An hour later, when Adriance went down the long hill to his day's work, he carried himself with a dignity new as the blended exaltation and dread that paled his face. Once he stopped in the snapping March wind to bare his head and draw a full, deep breath, looking up at the bright-blue sky where tufts of white cloud sailed. Although the season was so far advanced, new-fallen snow overlay road and hills, so that Adriance seemed to himself as standing between two surfaces of pure, glinting brightness. His thoughts were only now becoming articulate, yet a sense of final change had settled through him.
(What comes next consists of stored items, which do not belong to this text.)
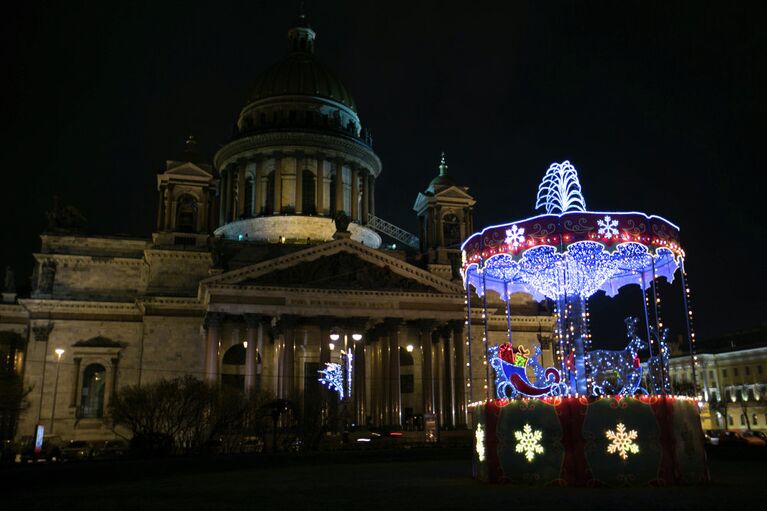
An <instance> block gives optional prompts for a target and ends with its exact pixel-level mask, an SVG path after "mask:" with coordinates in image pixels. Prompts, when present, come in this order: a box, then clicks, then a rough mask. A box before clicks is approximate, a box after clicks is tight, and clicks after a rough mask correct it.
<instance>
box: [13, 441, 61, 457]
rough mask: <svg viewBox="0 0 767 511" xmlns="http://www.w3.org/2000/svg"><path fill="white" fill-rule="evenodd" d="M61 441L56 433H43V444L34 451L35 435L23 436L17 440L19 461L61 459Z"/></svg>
mask: <svg viewBox="0 0 767 511" xmlns="http://www.w3.org/2000/svg"><path fill="white" fill-rule="evenodd" d="M62 445H63V441H62V440H61V437H60V436H58V435H45V436H44V437H43V446H42V448H41V449H40V451H39V452H35V437H33V436H23V437H21V441H20V442H19V457H18V459H19V462H21V463H43V462H48V463H52V462H56V461H61V446H62Z"/></svg>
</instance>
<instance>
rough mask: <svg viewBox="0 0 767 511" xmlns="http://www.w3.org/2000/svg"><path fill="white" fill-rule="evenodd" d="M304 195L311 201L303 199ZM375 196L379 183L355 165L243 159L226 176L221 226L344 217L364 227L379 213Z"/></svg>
mask: <svg viewBox="0 0 767 511" xmlns="http://www.w3.org/2000/svg"><path fill="white" fill-rule="evenodd" d="M305 171H308V173H305ZM339 176H340V179H338V177H339ZM306 178H311V179H313V186H312V185H311V184H307V183H304V180H305V179H306ZM305 191H306V192H308V193H311V194H312V197H311V198H306V197H304V193H305ZM374 195H375V177H374V176H373V174H372V172H371V171H370V170H369V169H367V168H365V167H364V166H362V165H360V164H359V163H357V162H355V161H352V160H349V159H344V158H339V157H330V156H328V155H324V154H312V155H308V154H304V153H300V152H296V153H271V154H268V155H261V156H258V157H254V158H249V159H240V160H238V161H237V163H234V164H231V165H228V166H227V167H225V168H223V169H222V170H221V179H220V182H219V203H220V207H219V225H223V224H226V223H229V222H232V221H235V220H238V219H240V218H248V217H254V216H265V215H274V214H281V213H290V214H293V213H295V214H312V215H315V214H316V215H320V216H331V217H332V216H334V215H335V214H336V213H337V212H339V211H344V212H345V213H346V214H347V215H349V216H350V217H351V219H352V220H353V221H355V222H357V223H362V224H364V223H367V217H368V214H369V213H373V214H374V213H375V201H374V199H373V197H374Z"/></svg>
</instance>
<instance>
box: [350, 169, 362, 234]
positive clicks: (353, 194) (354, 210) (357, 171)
mask: <svg viewBox="0 0 767 511" xmlns="http://www.w3.org/2000/svg"><path fill="white" fill-rule="evenodd" d="M351 170H352V172H351V175H352V191H351V210H352V212H351V217H352V221H354V222H357V223H360V221H359V207H358V206H359V199H360V197H359V195H360V186H359V171H358V170H357V167H356V166H354V167H352V169H351Z"/></svg>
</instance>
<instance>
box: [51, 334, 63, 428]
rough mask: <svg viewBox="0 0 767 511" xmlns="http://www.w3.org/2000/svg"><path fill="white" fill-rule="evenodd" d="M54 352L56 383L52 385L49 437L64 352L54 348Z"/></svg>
mask: <svg viewBox="0 0 767 511" xmlns="http://www.w3.org/2000/svg"><path fill="white" fill-rule="evenodd" d="M54 351H55V353H56V356H57V357H58V358H57V359H56V381H55V383H54V384H53V405H52V406H51V435H52V434H53V424H54V421H55V420H56V396H57V394H58V392H59V367H60V366H61V355H63V354H64V350H63V349H61V348H56V349H55V350H54Z"/></svg>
His manhood had come to full dignity. Now he knew what he had done when he snatched Elsie Murray out of her cross-current of life and took her for himself. He had found love like a jewel on the road; content had reared a shelter for his inexperience. Now, he stood as protector and shelter as long as he should live for the weaker ones who were his. And with responsibility, ambition sprang fully grown to life and challenged him. Was his wife to rank as a chauffeur's wife, and nothing more? Was their child to be reared in that place, and he to give the two nothing better? Anthony Adriance passed his glance, with his father's cold accuracy of appraisal, over the great factory lying far down at the foot of the cliffs, where he himself was awaited to drive a truck.
Presently he went on, down the road. But he went differently.